Climate Smart Agriculture Youth Network Talanoa Dialogue
The Climate Smart Agriculture Youth Network (CSAYN) saw the Talanoa Dialogue as a rare opportunity to bring together young people in the 40 countries where they have affiliates to share information that can both help slow the rate of climate change and make agriculture more appealing and promising to young people worldwide. This goes hand-in-hand with the organisation’s effort to educate and train young people in environmental science and practices and to develop a curriculum to be used from primary school through university in Africa.
CSAYN and Cornell University organized an online Talanoa Dialogue across CSAYN’s entire global network. In October, they invited members to share stories that would shed light on ways to engage youth effectively in efforts to address climate change and improve the future of sustainable agriculture in specific communities.
“We believe that sharing the experiences that young people across our network have lived would motivate governments to take stronger action to empower youth action on climate change. The Talanoa Dialogue is a huge opportunity and an achievable process towards for keeping warming below 2 degrees”, said Ntiokam Divine, the Founder and Managing Director of CSAYN.

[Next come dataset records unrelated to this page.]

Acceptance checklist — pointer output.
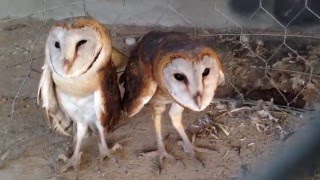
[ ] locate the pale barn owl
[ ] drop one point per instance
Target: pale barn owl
(170, 68)
(79, 82)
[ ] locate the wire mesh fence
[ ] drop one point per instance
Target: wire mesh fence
(265, 55)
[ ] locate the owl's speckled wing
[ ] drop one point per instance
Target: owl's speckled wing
(111, 100)
(57, 119)
(138, 83)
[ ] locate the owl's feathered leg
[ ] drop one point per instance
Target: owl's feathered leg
(74, 161)
(175, 114)
(103, 148)
(157, 116)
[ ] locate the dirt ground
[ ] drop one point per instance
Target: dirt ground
(32, 148)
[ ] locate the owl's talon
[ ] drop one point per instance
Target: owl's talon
(74, 162)
(187, 147)
(116, 147)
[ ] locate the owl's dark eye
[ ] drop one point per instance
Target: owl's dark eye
(81, 43)
(57, 45)
(206, 72)
(180, 77)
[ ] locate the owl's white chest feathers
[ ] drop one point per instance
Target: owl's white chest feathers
(79, 109)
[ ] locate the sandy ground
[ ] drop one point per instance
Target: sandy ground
(35, 148)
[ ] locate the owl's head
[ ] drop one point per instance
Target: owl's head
(76, 45)
(191, 76)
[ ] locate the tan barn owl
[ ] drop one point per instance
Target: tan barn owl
(79, 82)
(170, 68)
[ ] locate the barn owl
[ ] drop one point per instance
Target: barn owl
(79, 82)
(170, 68)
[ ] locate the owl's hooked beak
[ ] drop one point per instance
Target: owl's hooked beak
(198, 99)
(67, 64)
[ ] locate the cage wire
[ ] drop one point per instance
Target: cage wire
(239, 38)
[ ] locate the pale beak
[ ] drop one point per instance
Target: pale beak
(67, 64)
(198, 100)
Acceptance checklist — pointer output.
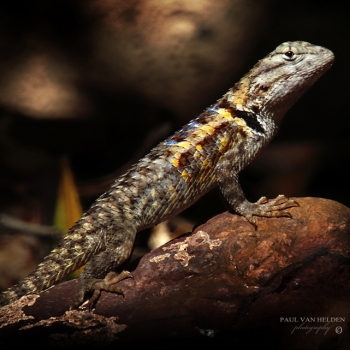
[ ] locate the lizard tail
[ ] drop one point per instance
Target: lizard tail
(75, 249)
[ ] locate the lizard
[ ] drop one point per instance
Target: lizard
(210, 150)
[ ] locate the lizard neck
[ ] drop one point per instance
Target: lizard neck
(276, 82)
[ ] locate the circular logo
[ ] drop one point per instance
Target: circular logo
(338, 330)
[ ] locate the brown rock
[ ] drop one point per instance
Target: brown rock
(228, 281)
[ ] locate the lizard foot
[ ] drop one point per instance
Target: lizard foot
(267, 208)
(108, 284)
(97, 285)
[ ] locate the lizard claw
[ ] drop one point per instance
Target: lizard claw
(267, 208)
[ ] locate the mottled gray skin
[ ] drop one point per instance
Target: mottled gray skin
(210, 150)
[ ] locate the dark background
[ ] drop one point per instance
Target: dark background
(101, 82)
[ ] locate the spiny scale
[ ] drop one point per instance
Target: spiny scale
(210, 150)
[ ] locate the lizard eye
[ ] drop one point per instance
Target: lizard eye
(289, 55)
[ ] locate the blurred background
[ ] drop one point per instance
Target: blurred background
(88, 87)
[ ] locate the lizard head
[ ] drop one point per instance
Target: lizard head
(277, 81)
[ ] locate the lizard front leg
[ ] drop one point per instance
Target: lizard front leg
(97, 274)
(227, 177)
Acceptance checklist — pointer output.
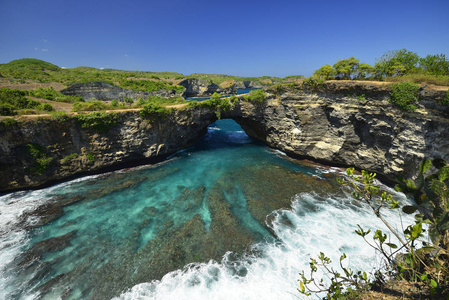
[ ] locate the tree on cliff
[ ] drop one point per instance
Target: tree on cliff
(345, 68)
(325, 72)
(435, 64)
(396, 63)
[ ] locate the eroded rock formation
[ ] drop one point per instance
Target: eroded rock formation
(199, 88)
(106, 92)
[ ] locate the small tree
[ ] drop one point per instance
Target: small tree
(435, 64)
(345, 68)
(325, 72)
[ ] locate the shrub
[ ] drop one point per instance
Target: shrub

Here’s what they came up with.
Where are we?
The earth’s population is expected to reach 9 billion by 2050, and we will need to double food production at a time when climate change is putting extraordinary stresses on agriculture. Increasingly, rainfall is irregular and even scarce. Rising temperatures force farmers to shift to newer, often unfamiliar crops and allow for the spread and proliferation of pests and weeds. Young farmers often have a limited capacity to adapt because they lack both resources and experience and may be farming relatively small parcels. The effects cascade down though young families and communities, and families are forced to make trade-offs. Children may have to forgo school, or families may be separated as husbands seek supplemental work elsewhere.
Where do we want to go?
Our answer is Climate Smart Agriculture (CSA), which presents a pragmatic sustainable alternative to both adapt to and mitigate climate change. Through the systems it promotes, it will allow us to increase productivity, be more resilient, produce fewer greenhouse gases—and even remove some—and improve food security. All this will serve to help any nation or community reach its development goals. The logic of CSA is undeniable, and it is adopted increasingly. But it requires considerable technical knowledge, investment and stakeholder participation. Several CSAYN efforts involve providing technical support and financial incentives through microfinance, weather index insurance and piloting remote sensing to enable CSA practices even in economically vulnerable rural areas.
How do we get there?
Youth can be a positive force toward realising the potential of CSA and making a real contribution in the fight against climate change and its effects. They are natural agents of change because they traditionally challenge social norms, societal values and economic models, and they set the tone for debate over the future. Inevitably, that gives them a critical role in shaping social and economic development. Youth should lead the way, at first by volunteering their services in community outreach, focus group discussions, community awareness and other initiatives. And by adopting CSA and showing how it can be successful for all farmers and for the larger society.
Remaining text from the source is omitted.